The formula for critical velocity is:
A.) $\sqrt{2Rg}$
B.) $\dfrac{R}{g}$
C.) $\dfrac{3R}{2g}$
D.) $\sqrt{Rg}$

Answer 1

Hint: Study about the centripetal force and the gravitational force. Study how the satellite or any object moving in a circular direction around another object works. Think about which critical velocity you are asked by looking at the equations given as options.
Formula used:

$g=\dfrac{GM}{{{R}^{2}}}$
${{V}_{c}}^{2}=\dfrac{GM}{R}$

Complete step by step answer:
To put a satellite into a stable orbit around earth we gave them a constant horizontal velocity. The minimum velocity required to make them orbit in the stable orbit is called the critical velocity.
Consider an object of mass m orbiting another object of mass M. For the circular motion we need a centripetal force. In this case we have the necessary centripetal force due to the gravitational attraction.

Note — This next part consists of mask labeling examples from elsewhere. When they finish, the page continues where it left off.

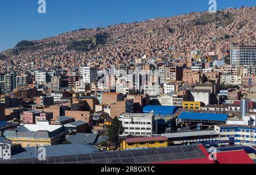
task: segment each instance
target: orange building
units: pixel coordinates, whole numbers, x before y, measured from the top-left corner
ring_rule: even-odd
[[[123,100],[123,95],[120,93],[104,93],[102,94],[102,104],[109,105],[117,101]]]

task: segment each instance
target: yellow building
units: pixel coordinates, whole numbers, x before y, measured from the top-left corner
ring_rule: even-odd
[[[40,125],[38,126],[38,123]],[[13,144],[20,144],[26,148],[60,144],[65,140],[67,132],[61,125],[50,125],[48,121],[40,121],[36,124],[25,124],[15,130],[6,130],[3,136]]]
[[[200,101],[183,101],[183,109],[199,110],[201,108]]]
[[[168,147],[168,139],[165,136],[128,138],[123,140],[121,143],[122,150],[167,147]]]

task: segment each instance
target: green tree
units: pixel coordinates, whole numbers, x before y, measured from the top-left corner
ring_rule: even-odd
[[[109,141],[115,143],[115,147],[117,147],[119,140],[119,134],[122,134],[124,131],[122,122],[118,120],[115,117],[112,122],[112,125],[109,126],[108,135],[109,137]]]
[[[12,149],[20,148],[22,148],[22,146],[19,143],[18,143],[18,144],[13,144],[11,146],[11,148]]]
[[[103,141],[101,143],[101,146],[104,147],[106,147],[106,142],[105,141]]]

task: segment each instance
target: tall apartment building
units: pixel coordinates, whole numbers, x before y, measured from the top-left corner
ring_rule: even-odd
[[[81,89],[85,88],[86,84],[97,82],[97,68],[89,67],[80,67]]]
[[[52,77],[52,88],[61,87],[61,80],[60,77],[53,76]]]
[[[16,88],[16,72],[13,71],[0,74],[1,94],[11,93],[13,89]]]
[[[151,136],[158,134],[158,122],[152,113],[125,113],[118,119],[125,129],[122,136]]]
[[[232,45],[230,63],[234,66],[256,64],[256,46],[243,44]]]
[[[182,67],[163,66],[159,68],[160,83],[181,81],[183,76]]]
[[[35,72],[35,78],[38,84],[44,84],[51,82],[51,75],[46,72]]]
[[[16,76],[16,85],[22,86],[30,84],[31,83],[31,77],[30,75],[22,73]]]

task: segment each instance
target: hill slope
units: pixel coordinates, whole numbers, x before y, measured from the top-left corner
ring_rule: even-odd
[[[170,57],[177,52],[217,51],[232,42],[255,44],[256,8],[227,9],[212,14],[191,13],[106,28],[81,29],[40,40],[22,41],[0,58],[68,67],[95,60],[110,63],[147,58]],[[47,63],[51,60],[49,63]]]

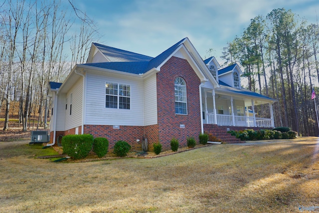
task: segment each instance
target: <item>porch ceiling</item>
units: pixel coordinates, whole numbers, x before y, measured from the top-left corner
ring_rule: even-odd
[[[204,92],[212,93],[212,90],[208,88],[203,88]],[[248,94],[245,94],[248,93]],[[215,97],[216,100],[230,100],[231,97],[233,100],[239,100],[244,101],[245,106],[251,106],[252,104],[252,100],[253,100],[254,105],[259,105],[261,104],[266,104],[273,103],[276,101],[276,100],[269,98],[249,90],[242,91],[242,92],[234,92],[233,91],[225,91],[224,90],[220,90],[216,89],[215,90]]]

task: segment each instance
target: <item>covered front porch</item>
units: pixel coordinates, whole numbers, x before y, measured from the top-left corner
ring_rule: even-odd
[[[275,127],[273,99],[261,95],[257,96],[257,93],[251,91],[248,92],[248,95],[242,94],[242,90],[240,93],[236,93],[236,90],[234,91],[230,92],[217,89],[202,88],[203,124],[246,127]],[[262,112],[261,113],[257,113],[257,107],[259,107],[258,111]]]

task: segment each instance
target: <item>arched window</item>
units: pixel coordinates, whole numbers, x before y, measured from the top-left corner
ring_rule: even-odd
[[[234,86],[239,88],[239,76],[237,72],[234,72]]]
[[[187,115],[187,104],[186,83],[182,78],[177,77],[174,81],[175,92],[175,113]]]
[[[215,78],[215,79],[217,80],[216,76],[217,76],[217,70],[216,69],[216,67],[213,65],[211,65],[209,66],[209,71],[213,76]]]

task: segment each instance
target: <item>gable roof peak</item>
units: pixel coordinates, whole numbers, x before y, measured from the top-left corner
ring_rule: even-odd
[[[111,62],[149,61],[153,58],[147,55],[98,43],[93,42],[92,44]]]

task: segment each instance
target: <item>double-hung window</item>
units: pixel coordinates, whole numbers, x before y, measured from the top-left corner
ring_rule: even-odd
[[[177,77],[174,81],[175,92],[175,113],[187,114],[186,83],[182,78]]]
[[[217,80],[217,70],[216,67],[213,65],[211,65],[209,66],[209,71],[215,79]]]
[[[131,86],[106,82],[105,107],[130,109]]]
[[[234,73],[234,86],[239,88],[239,76],[237,72]]]

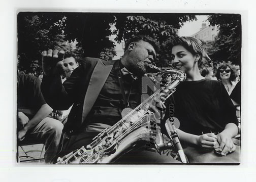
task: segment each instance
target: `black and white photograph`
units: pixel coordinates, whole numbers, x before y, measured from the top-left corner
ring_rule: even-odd
[[[239,14],[19,12],[17,162],[239,164],[241,29]]]
[[[1,181],[255,181],[252,2],[0,4]]]

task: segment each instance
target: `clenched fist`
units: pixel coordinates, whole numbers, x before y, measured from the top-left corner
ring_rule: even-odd
[[[63,72],[63,60],[65,52],[63,50],[58,51],[51,49],[42,52],[42,66],[45,75]]]

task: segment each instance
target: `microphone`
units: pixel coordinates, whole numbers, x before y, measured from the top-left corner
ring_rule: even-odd
[[[166,122],[165,124],[165,126],[167,130],[167,132],[171,139],[172,139],[173,142],[175,145],[175,146],[178,149],[178,153],[180,158],[180,160],[183,163],[187,163],[187,160],[184,153],[184,151],[180,144],[179,136],[175,131],[175,126],[173,122],[171,122],[170,121]]]

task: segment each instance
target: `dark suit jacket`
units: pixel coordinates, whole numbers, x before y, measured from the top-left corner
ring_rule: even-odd
[[[44,76],[42,92],[52,108],[67,110],[74,103],[64,131],[76,130],[81,127],[115,61],[86,58],[63,85],[59,75]]]

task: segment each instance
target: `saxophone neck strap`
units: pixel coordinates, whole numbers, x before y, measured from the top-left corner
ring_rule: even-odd
[[[132,90],[132,87],[133,87],[133,84],[134,80],[133,80],[133,81],[132,82],[132,84],[131,85],[131,88],[130,88],[130,91],[128,93],[128,97],[127,97],[127,99],[126,99],[126,95],[125,95],[125,92],[124,91],[124,86],[123,86],[123,81],[122,79],[122,72],[121,71],[121,69],[120,68],[120,65],[119,64],[120,64],[120,62],[119,62],[119,64],[117,64],[117,69],[118,70],[117,77],[118,77],[118,81],[119,81],[119,82],[120,84],[120,87],[121,88],[121,92],[122,93],[122,95],[123,99],[124,107],[125,108],[129,108],[129,107],[130,107],[129,98],[130,98],[130,96],[131,95],[131,92]]]

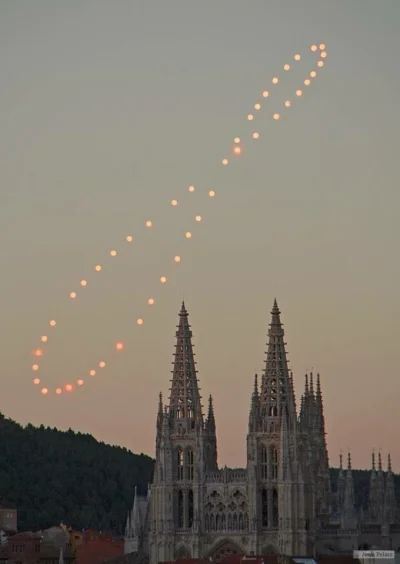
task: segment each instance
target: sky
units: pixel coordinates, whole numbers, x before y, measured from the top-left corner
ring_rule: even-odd
[[[331,464],[399,472],[399,21],[397,0],[3,0],[1,411],[153,455],[184,299],[219,463],[244,466],[276,298]]]

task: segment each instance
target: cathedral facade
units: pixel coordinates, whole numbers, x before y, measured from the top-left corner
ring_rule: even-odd
[[[156,463],[146,497],[128,514],[125,553],[150,564],[218,561],[227,553],[312,556],[359,548],[397,549],[393,475],[379,454],[367,515],[355,508],[350,455],[332,494],[319,375],[305,378],[297,411],[275,300],[265,370],[250,400],[247,467],[219,468],[212,398],[204,417],[185,305],[179,313],[171,393],[160,394]]]

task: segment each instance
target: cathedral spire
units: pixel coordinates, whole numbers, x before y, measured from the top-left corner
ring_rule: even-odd
[[[354,506],[354,483],[351,471],[351,454],[347,455],[347,472],[344,490],[342,528],[354,529],[357,525],[356,511]]]
[[[250,415],[249,415],[249,431],[257,431],[260,416],[260,395],[258,393],[258,376],[254,375],[254,389],[251,394]]]
[[[176,331],[169,416],[171,423],[179,422],[190,430],[196,424],[203,425],[203,414],[188,317],[185,303],[182,302]]]
[[[287,411],[289,426],[294,426],[296,413],[289,377],[284,341],[285,332],[280,319],[278,303],[274,300],[268,331],[268,351],[261,383],[260,407],[266,418],[276,418],[278,425],[282,411]]]
[[[388,469],[386,474],[385,487],[385,523],[392,525],[396,522],[397,502],[394,491],[394,479],[390,454],[388,454]]]

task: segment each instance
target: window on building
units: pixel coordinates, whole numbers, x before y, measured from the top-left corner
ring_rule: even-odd
[[[183,491],[180,490],[178,492],[178,529],[183,529],[183,523],[184,523],[183,512],[184,512]]]
[[[189,528],[193,526],[193,514],[194,514],[194,504],[193,504],[193,490],[188,492],[188,525]]]
[[[278,491],[272,490],[272,526],[277,527],[279,524],[279,507],[278,507]]]
[[[183,480],[183,471],[184,471],[184,458],[183,458],[183,450],[181,448],[178,448],[177,452],[176,452],[176,458],[177,458],[177,468],[178,468],[178,480]]]
[[[268,527],[268,495],[265,488],[261,493],[261,525]]]
[[[186,451],[186,468],[187,468],[187,479],[188,480],[193,480],[193,476],[194,476],[194,454],[193,454],[193,450],[189,449]]]
[[[271,479],[278,479],[278,450],[272,446],[269,449],[270,463],[271,463]]]
[[[264,445],[261,447],[260,452],[260,463],[261,463],[261,479],[266,480],[268,477],[268,461],[267,461],[267,449]]]

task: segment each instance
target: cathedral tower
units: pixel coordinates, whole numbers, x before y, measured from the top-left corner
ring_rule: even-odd
[[[188,312],[182,303],[168,406],[157,416],[156,464],[152,486],[151,560],[197,558],[206,467],[217,468],[215,418],[210,399],[204,422]],[[180,545],[177,533],[185,533]],[[190,548],[189,548],[190,547]]]
[[[271,312],[265,370],[251,398],[247,436],[250,533],[258,554],[306,554],[304,483],[297,415],[284,330],[276,300]]]

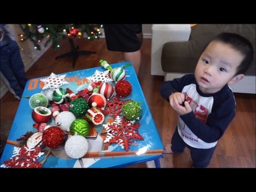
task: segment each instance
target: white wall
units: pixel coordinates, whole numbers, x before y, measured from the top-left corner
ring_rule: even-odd
[[[34,49],[33,43],[29,40],[20,42],[20,35],[22,34],[22,30],[20,29],[19,24],[10,24],[13,32],[16,35],[16,40],[20,49],[20,54],[22,61],[25,66],[25,71],[27,71],[36,60],[48,49],[51,45],[49,44],[46,47],[44,47],[44,44],[46,39],[42,41],[41,51],[37,51]],[[152,37],[152,24],[143,24],[143,33],[144,38],[151,38]],[[102,30],[103,35],[102,38],[104,38],[104,29]],[[0,99],[8,92],[8,89],[4,83],[1,79],[1,90]]]

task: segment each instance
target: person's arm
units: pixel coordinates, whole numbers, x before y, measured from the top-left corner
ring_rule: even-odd
[[[187,82],[191,82],[194,79],[193,75],[188,74],[180,78],[164,81],[159,89],[160,94],[163,99],[170,102],[169,97],[170,95],[175,92],[181,92],[184,86],[188,84]]]
[[[218,140],[234,118],[236,114],[236,104],[234,98],[219,99],[217,104],[212,107],[211,113],[207,117],[206,123],[196,118],[191,111],[180,117],[189,129],[199,138],[206,143]]]

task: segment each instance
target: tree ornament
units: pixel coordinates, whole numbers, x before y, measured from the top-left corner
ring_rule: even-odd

Let the orbiting object is at a distance R from the object in the centre.

Now, for the motion to be stable the centripetal force should be equal to the gravitational attraction.

$\begin{aligned} & \text{centripetal force = gravitational force} \\\ & \dfrac{m{{V}_{c}}^{2}}{R}=G\dfrac{Mm}{{{R}^{2}}} \\\ & {{V}_{c}}^{2}=\dfrac{GM}{R} \\\ \end{aligned}$

Where, G is the gravitational constant and ${{V}_{c}}$ is the critical velocity of the object.
Now, we can express the acceleration due to gravity as

$\begin{aligned} & g=\dfrac{GM}{{{R}^{2}}} \\\ & \text{so,} \\\ & G=\dfrac{g{{R}^{2}}}{M} \\\ \end{aligned}$

Now, putting the value of G in terms of g we get that,

$\begin{aligned} & {{V}_{c}}^{2}=\dfrac{GM}{R} \\\ & {{V}_{c}}^{2}=\dfrac{g{{R}^{2}}}{M}\dfrac{M}{R} \\\ & {{V}_{c}}^{2}=gR \\\ & {{V}_{c}}=\sqrt{gR} \\\ \end{aligned}$

So, the correct option is (D)

Note: Critical velocity can also be defined as the maximum velocity with which a liquid can flow through a tube without being turbulent.

${{V}_{c}}=\dfrac{{{R}_{e}}\eta }{\rho r}$

Where, ${{R}_{e}}$is the Reynolds number, $\eta$ is the viscosity, $\rho$is the density of the fluid and r is the radius of the tube.

Do not confuse this critical velocity of fluid with the above critical velocity for circular motion.